Patterns vary by sex and life stage. In cycling women, LH is low early, surges mid‑cycle to trigger ovulation, then moderates. In men, it remains fairly steady. It is very low before puberty, suppressed in pregnancy, and chronically high after menopause. Outside the ovulatory surge, mid‑range values generally indicate a well‑tuned axis.

When LH is low, the brain‑pituitary drive is muted (hypogonadotropic hypogonadism). Ovaries may not ovulate and estrogen falls: irregular or absent periods, vaginal dryness, hot flashes, low bone density, and infertility. In men, testicular testosterone drops: low libido, erectile difficulty, fatigue, loss of muscle, anemia, and reduced sperm. In teens, puberty is delayed. Low LH is expected in pregnancy.

When LH is persistently high, the pituitary is compensating for under‑responsive gonads (primary ovarian or testicular insufficiency): sex hormones fall and fertility declines; the postmenopausal pattern reflects this. A brief spike is normal at ovulation. Chronically higher LH relative to FSH can accompany polycystic ovary syndrome with irregular cycles and excess androgens. In children, high LH can signal early puberty.

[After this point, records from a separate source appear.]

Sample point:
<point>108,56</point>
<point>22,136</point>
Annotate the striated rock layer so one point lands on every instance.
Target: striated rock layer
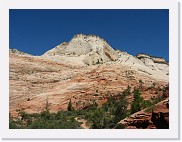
<point>86,70</point>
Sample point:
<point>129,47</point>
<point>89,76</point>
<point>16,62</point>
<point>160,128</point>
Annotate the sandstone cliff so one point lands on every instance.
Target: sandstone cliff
<point>86,70</point>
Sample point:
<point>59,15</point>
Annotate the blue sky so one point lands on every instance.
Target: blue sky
<point>133,31</point>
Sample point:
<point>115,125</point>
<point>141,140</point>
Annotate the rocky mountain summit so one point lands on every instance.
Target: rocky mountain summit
<point>85,70</point>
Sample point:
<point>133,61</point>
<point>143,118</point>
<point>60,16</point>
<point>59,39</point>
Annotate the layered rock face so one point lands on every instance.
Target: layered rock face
<point>86,70</point>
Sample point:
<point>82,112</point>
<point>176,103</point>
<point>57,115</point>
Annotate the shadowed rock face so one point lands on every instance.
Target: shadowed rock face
<point>86,70</point>
<point>157,118</point>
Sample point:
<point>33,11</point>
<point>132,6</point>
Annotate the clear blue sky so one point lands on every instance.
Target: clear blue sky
<point>133,31</point>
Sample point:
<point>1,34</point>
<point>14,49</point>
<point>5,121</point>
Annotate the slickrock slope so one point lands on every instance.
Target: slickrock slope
<point>86,70</point>
<point>157,117</point>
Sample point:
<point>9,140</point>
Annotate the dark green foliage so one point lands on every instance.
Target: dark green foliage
<point>137,102</point>
<point>119,126</point>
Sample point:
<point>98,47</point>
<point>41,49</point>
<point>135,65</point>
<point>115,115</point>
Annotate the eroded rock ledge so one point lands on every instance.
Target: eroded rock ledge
<point>156,118</point>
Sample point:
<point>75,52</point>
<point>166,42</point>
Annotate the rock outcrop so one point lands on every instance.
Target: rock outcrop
<point>86,70</point>
<point>156,117</point>
<point>93,49</point>
<point>15,51</point>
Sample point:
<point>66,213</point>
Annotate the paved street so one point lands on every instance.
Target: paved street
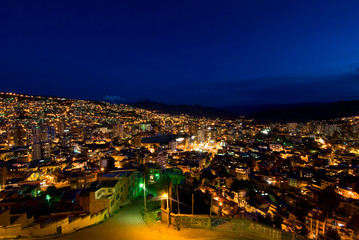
<point>128,224</point>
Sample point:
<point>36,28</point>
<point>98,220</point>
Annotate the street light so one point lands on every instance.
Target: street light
<point>143,185</point>
<point>165,195</point>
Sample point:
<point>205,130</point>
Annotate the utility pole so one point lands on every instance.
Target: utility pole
<point>168,209</point>
<point>144,192</point>
<point>178,210</point>
<point>192,204</point>
<point>170,195</point>
<point>294,229</point>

Big picture: LH is a real‑time readout of the hypothalamic–pituitary–gonadal axis. Because it governs estrogen and testosterone, it links to bone strength, body composition, metabolic and cardiovascular health, cognition, and lifelong reproductive capacity; pairing LH with FSH, estradiol or testosterone, prolactin, and thyroid tests clarifies where the axis is disrupted.

What Insights Will I Get?

Luteinizing hormone (LH) is a pituitary signal that coordinates the brain–gonad axis. In ovaries it triggers ovulation and luteal progesterone; in testes it drives testosterone from Leydig cells. Through these sex steroids, LH influences fertility, bone and muscle, metabolism, cognition, and mood.

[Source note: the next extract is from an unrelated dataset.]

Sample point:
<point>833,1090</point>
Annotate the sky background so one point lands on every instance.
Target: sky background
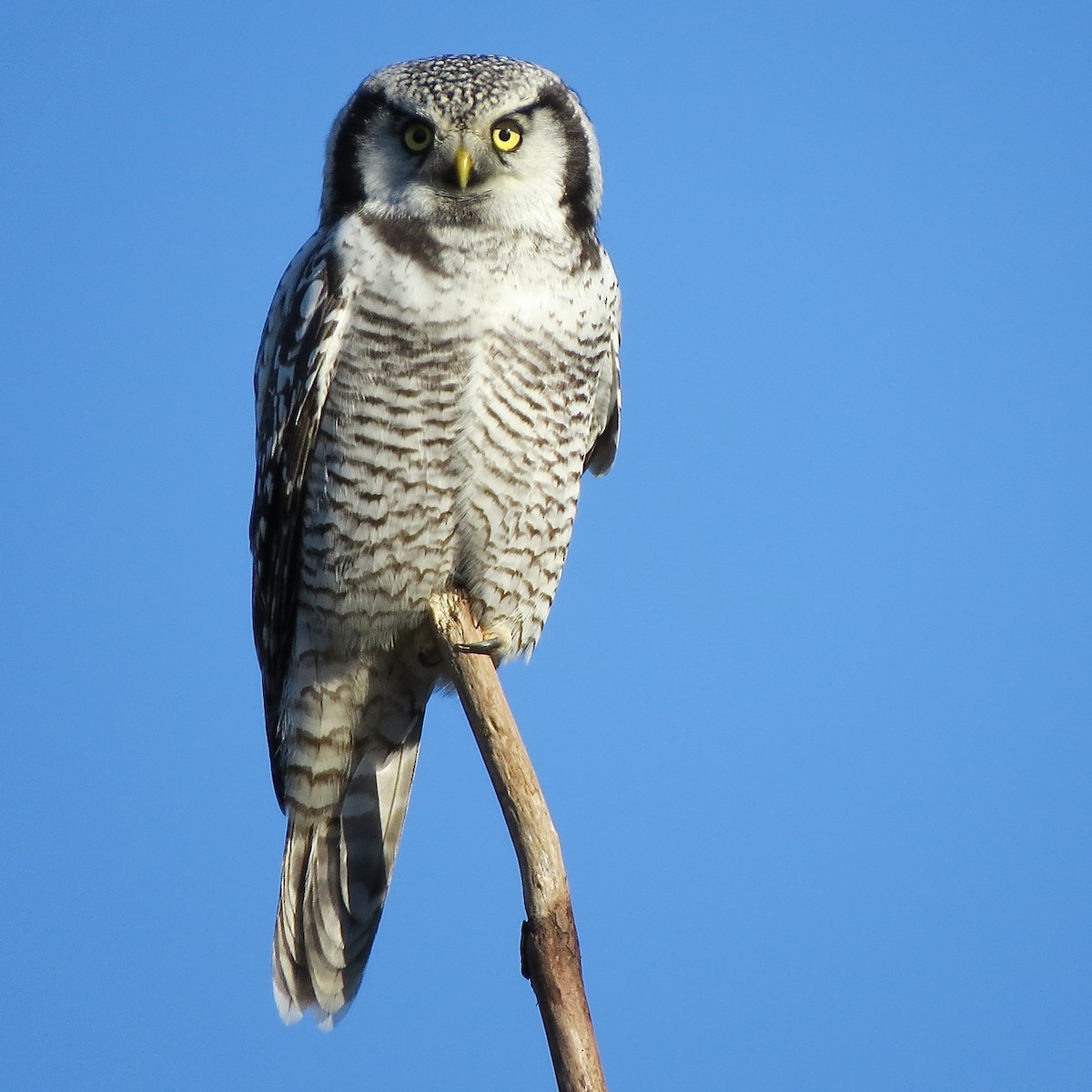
<point>813,711</point>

Low values usually reflect reduced hypothalamic–pituitary drive (secondary hypogonadism). Common suppressors include stress or illness, low energy availability, high prolactin (hyperprolactinemia), obesity, and certain drugs; pregnancy and hormonal contraception also lower LH. In women this impairs ovulation and cycles. In men it reduces testosterone, affecting energy, libido, and body composition. In youth it can delay puberty.

Being in range suggests an intact brain–gonad feedback loop with adequate sex-steroid output. In reproductive‑age women, LH is low‑to‑moderate except for a brief mid‑cycle surge; in men, values are steady. Optimal typically sits mid‑range, supporting stable mood, bone turnover, red cell production, and metabolic balance.

High values usually reflect reduced gonadal responsiveness (primary hypogonadism) or a normal life‑stage transition. In women, LH rises in perimenopause/menopause and premature ovarian insufficiency; it may be disproportionately high in polycystic ovary syndrome. In men, high LH with low testosterone signals testicular failure; high LH with normal testosterone suggests compensated dysfunction.

Notes: LH is pulsatile and cycle‑dependent; single measurements vary by time of day and menstrual phase. Interpretation depends on age/puberty, pregnancy, acute illness, and drugs (sex steroids, GnRH analogs, opioids). Assays differ; pairing LH with FSH, estradiol or testosterone, and prolactin refines localization.